Hi,
I have Solaris-10 server and link aggregation is configured on this in below way
# dladm show-aggr
key: 1 (0x0001) policy: L4 address: 3c:d9:2b:ee:a8:a (auto)
device address speed duplex link state
bnx1 3c:d9:2b:ee:a8:a 1000 Mbps full up attached
igb2 f4:ce:46:a7:eb:92 1000 Mbps full up attached
key: 2 (0x0002) policy: L4 address: 3c:d9:2b:ee:a8:8 (auto)
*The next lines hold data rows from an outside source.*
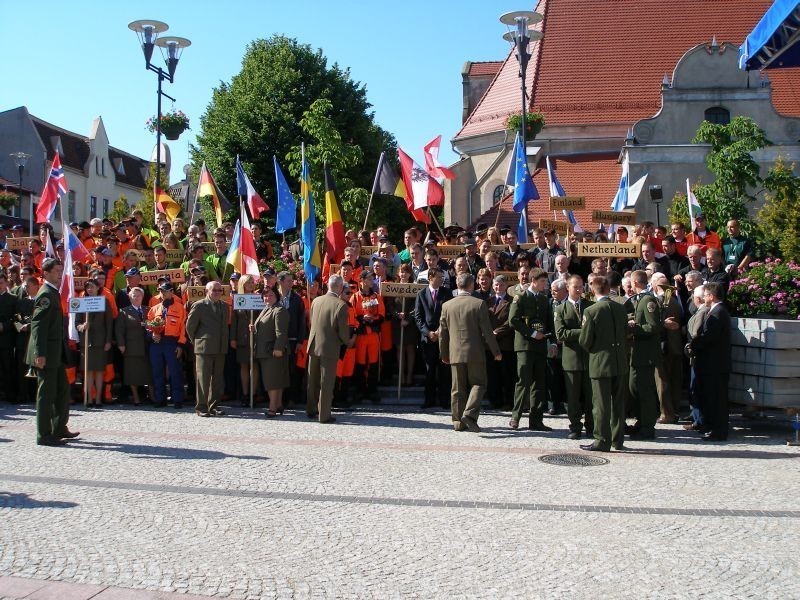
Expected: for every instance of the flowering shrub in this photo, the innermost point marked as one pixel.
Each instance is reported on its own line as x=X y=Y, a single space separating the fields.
x=771 y=287
x=175 y=118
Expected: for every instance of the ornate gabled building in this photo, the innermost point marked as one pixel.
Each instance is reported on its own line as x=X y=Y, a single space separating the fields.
x=619 y=81
x=96 y=172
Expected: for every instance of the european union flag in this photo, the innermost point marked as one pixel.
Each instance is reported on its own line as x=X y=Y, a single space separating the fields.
x=287 y=205
x=524 y=188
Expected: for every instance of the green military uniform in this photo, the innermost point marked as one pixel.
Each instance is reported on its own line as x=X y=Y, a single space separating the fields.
x=575 y=362
x=646 y=355
x=530 y=312
x=47 y=340
x=603 y=337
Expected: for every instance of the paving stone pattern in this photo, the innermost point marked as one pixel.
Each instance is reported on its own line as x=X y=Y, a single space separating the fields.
x=389 y=503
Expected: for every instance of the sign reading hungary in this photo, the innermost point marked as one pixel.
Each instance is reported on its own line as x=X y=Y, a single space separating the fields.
x=613 y=217
x=609 y=250
x=567 y=202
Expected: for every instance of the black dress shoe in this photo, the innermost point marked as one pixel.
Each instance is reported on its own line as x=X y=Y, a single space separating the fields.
x=596 y=447
x=51 y=441
x=539 y=427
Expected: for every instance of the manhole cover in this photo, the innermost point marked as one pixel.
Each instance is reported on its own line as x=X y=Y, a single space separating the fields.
x=573 y=460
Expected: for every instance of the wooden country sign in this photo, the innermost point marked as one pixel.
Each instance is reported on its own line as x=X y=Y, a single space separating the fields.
x=174 y=275
x=401 y=290
x=16 y=244
x=609 y=250
x=194 y=293
x=612 y=216
x=512 y=278
x=560 y=227
x=567 y=202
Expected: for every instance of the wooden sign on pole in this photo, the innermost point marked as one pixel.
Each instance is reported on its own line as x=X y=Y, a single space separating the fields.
x=613 y=217
x=567 y=202
x=609 y=250
x=560 y=227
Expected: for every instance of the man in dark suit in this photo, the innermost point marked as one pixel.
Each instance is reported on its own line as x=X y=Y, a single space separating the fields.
x=711 y=348
x=501 y=375
x=329 y=331
x=465 y=333
x=293 y=303
x=532 y=319
x=575 y=359
x=603 y=332
x=46 y=352
x=428 y=312
x=207 y=330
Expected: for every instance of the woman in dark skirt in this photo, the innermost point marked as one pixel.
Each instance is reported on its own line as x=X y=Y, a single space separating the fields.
x=96 y=348
x=271 y=339
x=240 y=340
x=132 y=344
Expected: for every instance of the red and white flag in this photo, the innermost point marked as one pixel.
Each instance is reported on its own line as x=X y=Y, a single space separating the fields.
x=421 y=189
x=432 y=164
x=54 y=188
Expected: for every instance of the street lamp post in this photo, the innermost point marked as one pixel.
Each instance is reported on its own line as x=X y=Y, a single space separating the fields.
x=172 y=47
x=519 y=34
x=21 y=159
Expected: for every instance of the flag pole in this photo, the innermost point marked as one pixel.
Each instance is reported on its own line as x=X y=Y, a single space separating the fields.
x=374 y=185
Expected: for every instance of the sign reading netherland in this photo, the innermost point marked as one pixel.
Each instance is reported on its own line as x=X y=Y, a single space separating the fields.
x=401 y=290
x=567 y=202
x=248 y=302
x=613 y=217
x=609 y=250
x=87 y=304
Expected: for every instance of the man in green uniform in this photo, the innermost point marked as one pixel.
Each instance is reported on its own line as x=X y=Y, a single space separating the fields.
x=645 y=325
x=602 y=335
x=46 y=354
x=532 y=319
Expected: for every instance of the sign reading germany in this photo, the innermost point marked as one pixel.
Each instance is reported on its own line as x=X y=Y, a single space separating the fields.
x=401 y=290
x=567 y=202
x=611 y=217
x=609 y=250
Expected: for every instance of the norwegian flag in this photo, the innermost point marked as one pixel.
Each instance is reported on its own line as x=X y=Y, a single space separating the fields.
x=54 y=188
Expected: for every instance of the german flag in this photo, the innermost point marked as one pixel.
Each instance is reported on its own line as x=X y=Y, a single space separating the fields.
x=335 y=240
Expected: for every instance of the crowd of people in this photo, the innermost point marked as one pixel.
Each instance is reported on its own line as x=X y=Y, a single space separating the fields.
x=535 y=329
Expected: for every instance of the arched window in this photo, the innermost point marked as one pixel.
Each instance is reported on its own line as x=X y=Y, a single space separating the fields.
x=718 y=115
x=498 y=193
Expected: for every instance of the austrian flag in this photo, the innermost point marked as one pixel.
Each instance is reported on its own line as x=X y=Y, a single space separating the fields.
x=422 y=190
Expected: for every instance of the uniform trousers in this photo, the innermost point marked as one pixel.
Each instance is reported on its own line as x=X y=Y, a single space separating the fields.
x=52 y=402
x=210 y=380
x=321 y=381
x=467 y=390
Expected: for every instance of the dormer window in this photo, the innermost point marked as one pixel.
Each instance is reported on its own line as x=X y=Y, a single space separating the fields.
x=718 y=115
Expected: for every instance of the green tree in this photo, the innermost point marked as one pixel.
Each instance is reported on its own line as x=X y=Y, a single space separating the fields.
x=779 y=218
x=268 y=108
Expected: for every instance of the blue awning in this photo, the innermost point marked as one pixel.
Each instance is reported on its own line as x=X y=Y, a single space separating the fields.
x=773 y=42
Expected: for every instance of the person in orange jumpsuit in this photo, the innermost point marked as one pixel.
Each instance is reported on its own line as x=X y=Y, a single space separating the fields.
x=370 y=314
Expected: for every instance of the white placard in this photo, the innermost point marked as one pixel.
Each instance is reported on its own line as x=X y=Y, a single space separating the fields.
x=87 y=304
x=248 y=302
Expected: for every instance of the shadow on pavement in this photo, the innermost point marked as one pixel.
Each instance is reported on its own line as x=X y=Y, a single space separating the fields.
x=162 y=452
x=17 y=500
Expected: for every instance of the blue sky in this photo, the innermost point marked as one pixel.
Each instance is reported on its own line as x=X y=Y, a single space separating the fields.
x=71 y=61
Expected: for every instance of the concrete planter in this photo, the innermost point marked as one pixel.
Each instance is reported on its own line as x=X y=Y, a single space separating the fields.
x=765 y=362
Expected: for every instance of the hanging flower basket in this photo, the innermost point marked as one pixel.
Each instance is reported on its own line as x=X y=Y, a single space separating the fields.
x=173 y=124
x=533 y=123
x=7 y=199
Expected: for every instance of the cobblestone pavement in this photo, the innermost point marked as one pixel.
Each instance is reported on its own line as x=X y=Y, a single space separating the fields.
x=391 y=503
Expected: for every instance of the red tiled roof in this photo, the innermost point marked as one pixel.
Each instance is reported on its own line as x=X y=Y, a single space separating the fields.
x=595 y=176
x=482 y=69
x=603 y=62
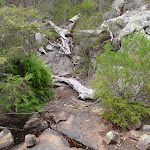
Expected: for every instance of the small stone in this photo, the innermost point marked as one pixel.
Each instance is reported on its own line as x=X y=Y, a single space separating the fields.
x=30 y=140
x=135 y=125
x=147 y=30
x=144 y=142
x=112 y=137
x=35 y=115
x=32 y=123
x=146 y=129
x=6 y=138
x=134 y=134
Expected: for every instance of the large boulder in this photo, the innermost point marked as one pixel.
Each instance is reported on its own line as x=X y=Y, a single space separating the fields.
x=49 y=140
x=36 y=123
x=134 y=134
x=112 y=137
x=135 y=125
x=58 y=63
x=129 y=22
x=6 y=139
x=146 y=129
x=84 y=127
x=30 y=140
x=144 y=142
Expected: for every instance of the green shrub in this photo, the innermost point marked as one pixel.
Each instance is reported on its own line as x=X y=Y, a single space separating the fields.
x=24 y=83
x=122 y=80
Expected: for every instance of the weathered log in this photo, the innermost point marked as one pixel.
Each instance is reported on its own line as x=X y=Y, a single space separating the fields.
x=84 y=92
x=11 y=128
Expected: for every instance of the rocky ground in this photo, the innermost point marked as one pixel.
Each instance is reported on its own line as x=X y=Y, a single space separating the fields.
x=76 y=126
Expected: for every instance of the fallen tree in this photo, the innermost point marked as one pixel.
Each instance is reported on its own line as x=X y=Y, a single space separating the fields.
x=84 y=92
x=65 y=43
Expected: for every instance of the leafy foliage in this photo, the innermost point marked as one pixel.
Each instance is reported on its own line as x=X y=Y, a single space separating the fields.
x=17 y=27
x=122 y=80
x=24 y=83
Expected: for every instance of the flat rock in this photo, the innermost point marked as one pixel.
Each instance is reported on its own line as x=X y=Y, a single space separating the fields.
x=112 y=137
x=6 y=138
x=49 y=140
x=134 y=134
x=58 y=63
x=36 y=123
x=135 y=125
x=30 y=140
x=85 y=128
x=146 y=129
x=32 y=123
x=144 y=142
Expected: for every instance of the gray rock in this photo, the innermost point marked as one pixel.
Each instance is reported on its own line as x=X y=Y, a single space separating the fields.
x=36 y=124
x=129 y=22
x=35 y=115
x=39 y=37
x=32 y=123
x=50 y=47
x=147 y=30
x=134 y=134
x=146 y=129
x=58 y=63
x=135 y=125
x=30 y=140
x=6 y=138
x=85 y=128
x=49 y=140
x=144 y=142
x=112 y=137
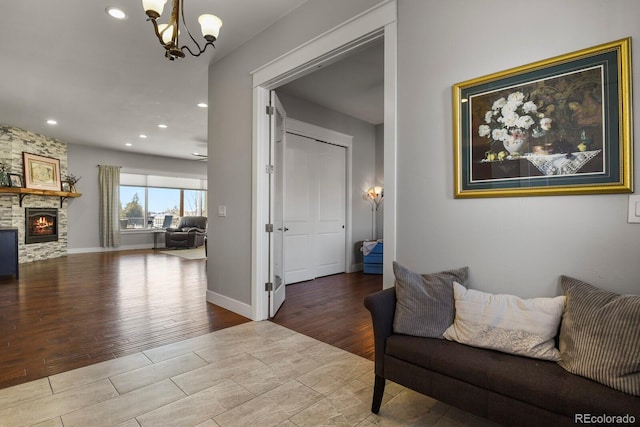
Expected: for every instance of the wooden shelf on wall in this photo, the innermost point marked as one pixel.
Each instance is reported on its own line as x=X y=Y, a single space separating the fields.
x=23 y=192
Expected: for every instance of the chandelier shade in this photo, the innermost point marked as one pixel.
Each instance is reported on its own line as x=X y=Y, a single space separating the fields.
x=168 y=34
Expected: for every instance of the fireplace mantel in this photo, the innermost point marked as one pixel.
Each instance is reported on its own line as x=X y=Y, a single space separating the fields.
x=23 y=192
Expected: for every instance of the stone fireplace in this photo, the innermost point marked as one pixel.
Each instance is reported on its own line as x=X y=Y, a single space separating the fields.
x=41 y=225
x=52 y=241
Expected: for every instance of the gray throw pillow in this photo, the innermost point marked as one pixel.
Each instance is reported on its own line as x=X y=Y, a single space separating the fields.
x=600 y=335
x=424 y=303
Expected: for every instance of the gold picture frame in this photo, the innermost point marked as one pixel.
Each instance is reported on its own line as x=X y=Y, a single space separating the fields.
x=554 y=127
x=40 y=172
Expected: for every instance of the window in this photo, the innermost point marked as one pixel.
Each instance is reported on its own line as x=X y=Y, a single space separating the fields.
x=159 y=199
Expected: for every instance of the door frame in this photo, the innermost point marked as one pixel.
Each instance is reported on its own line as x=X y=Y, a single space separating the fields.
x=373 y=24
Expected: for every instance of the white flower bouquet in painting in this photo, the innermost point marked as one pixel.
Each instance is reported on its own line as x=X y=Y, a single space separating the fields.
x=511 y=121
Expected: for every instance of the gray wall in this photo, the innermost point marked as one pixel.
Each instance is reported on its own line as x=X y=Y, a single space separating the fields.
x=83 y=211
x=380 y=176
x=518 y=245
x=363 y=158
x=230 y=137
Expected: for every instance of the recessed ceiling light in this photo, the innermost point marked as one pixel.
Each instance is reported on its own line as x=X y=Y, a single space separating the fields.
x=116 y=12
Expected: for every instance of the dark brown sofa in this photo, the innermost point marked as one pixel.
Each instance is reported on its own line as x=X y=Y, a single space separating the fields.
x=510 y=390
x=190 y=233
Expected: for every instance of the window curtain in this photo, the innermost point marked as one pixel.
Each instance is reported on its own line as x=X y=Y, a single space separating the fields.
x=109 y=181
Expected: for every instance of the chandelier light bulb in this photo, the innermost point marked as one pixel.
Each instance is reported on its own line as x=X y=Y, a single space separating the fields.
x=210 y=25
x=153 y=8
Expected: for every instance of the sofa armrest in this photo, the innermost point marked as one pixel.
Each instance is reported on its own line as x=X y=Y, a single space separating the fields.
x=382 y=306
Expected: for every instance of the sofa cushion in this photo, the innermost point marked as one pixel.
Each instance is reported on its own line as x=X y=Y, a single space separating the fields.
x=600 y=335
x=507 y=323
x=538 y=382
x=424 y=303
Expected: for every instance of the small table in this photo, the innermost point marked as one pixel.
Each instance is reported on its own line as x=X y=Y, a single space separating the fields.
x=155 y=237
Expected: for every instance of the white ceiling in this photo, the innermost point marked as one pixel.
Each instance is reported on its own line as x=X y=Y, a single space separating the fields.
x=107 y=81
x=353 y=86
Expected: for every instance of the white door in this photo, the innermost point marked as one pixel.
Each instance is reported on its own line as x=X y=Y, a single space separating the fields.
x=314 y=194
x=330 y=232
x=300 y=206
x=277 y=295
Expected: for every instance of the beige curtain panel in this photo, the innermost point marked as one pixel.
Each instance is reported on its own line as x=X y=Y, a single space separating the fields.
x=109 y=181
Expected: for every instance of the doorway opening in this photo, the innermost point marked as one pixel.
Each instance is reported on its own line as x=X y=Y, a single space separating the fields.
x=374 y=24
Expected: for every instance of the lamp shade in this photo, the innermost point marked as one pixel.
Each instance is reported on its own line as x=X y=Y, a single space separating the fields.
x=375 y=192
x=210 y=25
x=167 y=35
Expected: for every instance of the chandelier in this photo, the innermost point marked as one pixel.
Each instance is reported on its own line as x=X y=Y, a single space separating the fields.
x=168 y=34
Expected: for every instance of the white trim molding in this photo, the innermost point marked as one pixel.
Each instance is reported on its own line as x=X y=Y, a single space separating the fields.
x=230 y=304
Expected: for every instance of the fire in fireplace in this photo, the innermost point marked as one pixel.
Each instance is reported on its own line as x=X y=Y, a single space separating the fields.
x=41 y=225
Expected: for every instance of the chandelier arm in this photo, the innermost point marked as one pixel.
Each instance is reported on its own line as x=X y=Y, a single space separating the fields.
x=201 y=51
x=189 y=32
x=158 y=33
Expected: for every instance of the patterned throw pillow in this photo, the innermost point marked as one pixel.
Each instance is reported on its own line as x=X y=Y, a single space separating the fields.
x=506 y=323
x=424 y=303
x=600 y=336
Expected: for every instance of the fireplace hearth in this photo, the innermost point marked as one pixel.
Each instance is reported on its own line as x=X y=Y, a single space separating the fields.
x=41 y=225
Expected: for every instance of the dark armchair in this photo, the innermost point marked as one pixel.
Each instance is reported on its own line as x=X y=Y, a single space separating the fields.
x=190 y=233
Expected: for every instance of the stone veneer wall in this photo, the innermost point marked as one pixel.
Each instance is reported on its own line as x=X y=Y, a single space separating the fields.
x=14 y=141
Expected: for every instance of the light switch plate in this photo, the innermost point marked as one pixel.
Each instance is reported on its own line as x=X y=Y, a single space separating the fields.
x=634 y=209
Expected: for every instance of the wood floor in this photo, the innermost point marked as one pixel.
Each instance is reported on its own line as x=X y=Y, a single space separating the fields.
x=82 y=309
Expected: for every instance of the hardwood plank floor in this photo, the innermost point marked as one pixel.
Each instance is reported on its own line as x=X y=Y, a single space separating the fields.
x=82 y=309
x=331 y=309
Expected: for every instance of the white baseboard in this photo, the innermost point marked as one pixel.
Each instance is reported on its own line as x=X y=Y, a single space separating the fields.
x=230 y=304
x=119 y=248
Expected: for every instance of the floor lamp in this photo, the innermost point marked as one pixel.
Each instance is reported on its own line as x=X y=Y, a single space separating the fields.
x=376 y=195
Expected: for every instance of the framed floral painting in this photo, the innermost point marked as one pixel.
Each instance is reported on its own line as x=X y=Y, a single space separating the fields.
x=557 y=126
x=41 y=172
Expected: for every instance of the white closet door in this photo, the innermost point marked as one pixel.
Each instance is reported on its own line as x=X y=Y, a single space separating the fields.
x=299 y=209
x=314 y=209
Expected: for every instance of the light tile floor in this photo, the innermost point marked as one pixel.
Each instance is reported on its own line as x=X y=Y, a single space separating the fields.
x=255 y=374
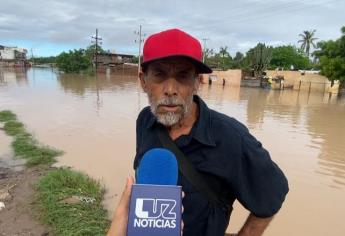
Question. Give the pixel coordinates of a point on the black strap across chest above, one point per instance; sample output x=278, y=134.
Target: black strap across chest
x=201, y=181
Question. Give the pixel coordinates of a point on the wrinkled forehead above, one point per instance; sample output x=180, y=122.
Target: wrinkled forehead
x=173, y=65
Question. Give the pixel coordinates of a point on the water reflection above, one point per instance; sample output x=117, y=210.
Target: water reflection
x=93, y=121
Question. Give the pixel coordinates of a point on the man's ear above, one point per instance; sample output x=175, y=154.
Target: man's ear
x=142, y=80
x=198, y=81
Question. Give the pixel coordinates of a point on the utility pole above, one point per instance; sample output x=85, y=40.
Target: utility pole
x=97, y=40
x=139, y=40
x=204, y=46
x=32, y=57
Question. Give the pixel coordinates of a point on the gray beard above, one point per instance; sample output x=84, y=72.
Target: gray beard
x=171, y=118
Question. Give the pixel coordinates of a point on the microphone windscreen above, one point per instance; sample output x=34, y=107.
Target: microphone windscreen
x=158, y=166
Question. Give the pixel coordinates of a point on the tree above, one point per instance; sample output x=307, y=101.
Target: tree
x=73, y=61
x=225, y=58
x=260, y=57
x=238, y=61
x=331, y=55
x=91, y=49
x=307, y=40
x=289, y=56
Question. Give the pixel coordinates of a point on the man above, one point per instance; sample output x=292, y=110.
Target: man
x=217, y=146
device address speed duplex link state
bnx0 3c:d9:2b:ee:a8:8 1000 Mbps full up attached
igb3 f4:ce:46:a7:eb:93 1000 Mbps full up attached
# dladm show-link
bnx0 type: non-vlan mtu: 1500 device: bnx0
bnx1 type: non-vlan mtu: 1500 device: bnx1
bnx2 type: non-vlan mtu: 1500 device: bnx2
bnx3 type: non-vlan mtu: 1500 device: bnx3
igb0 type: non-vlan mtu: 1500 device: igb0
igb1 type: non-vlan mtu: 1500 device: igb1
igb2 type: non-vlan mtu: 1500 device: igb2
igb3 type: non-vlan mtu: 1500 device: igb3
aggr1 type: non-vlan mtu: 1500 aggregation: key 1
aggr2 type: non-vlan mtu: 1500 aggregation: key 2
aggr150002 type: vlan 150 mtu: 1500 aggregation: key 2
aggr50001 type: vlan 50 mtu: 1500 aggregation: key 1
aggr55001 type: vlan 55 mtu: 1500 aggregation: key 1
aggr60001 type: vlan 60 mtu: 1500 aggregation: key 1
aggr62001 type: vlan 62 mtu: 1500 aggregation: key 1
aggr64001 type: vlan 64 mtu: 1500 aggregation: key 1
aggr66001 type: vlan 66 mtu: 1500 aggregation: key 1
aggr81001 type: vlan 81 mtu: 1500 aggregation: key 1
# dladm show-dev
bnx0 link: up speed: 1000 Mbps duplex: full
bnx1 link: up speed: 1000 Mbps duplex: full
bnx2 link: unknown speed: 0 Mbps duplex: unknown
bnx3 link: unknown speed: 0 Mbps duplex: unknown
igb0 link: unknown speed: 0 Mbps duplex: half
igb1 link: unknown speed: 0 Mbps duplex: half
igb2 link: up speed: 1000 Mbps duplex: full
igb3 link: up speed: 1000 Mbps duplex: full
#
There will be switch replacement, so one by one, link will go down from one side. Before that activity, is there any way to check/test, if server will work fine, if one side goes down ? In same way, as used to check by if_mpadm -d in ipmp.
Thanks
The only way I know of to properly test it is to either physically pull a cable (logically if it's a virtual server) or to down the network interface card. Obviously you would down the physical card that supports one path or the aggregated link. You should be able to get statistics about the aggregated link to show you what is in use. A path should die and then recover when you turn it back on.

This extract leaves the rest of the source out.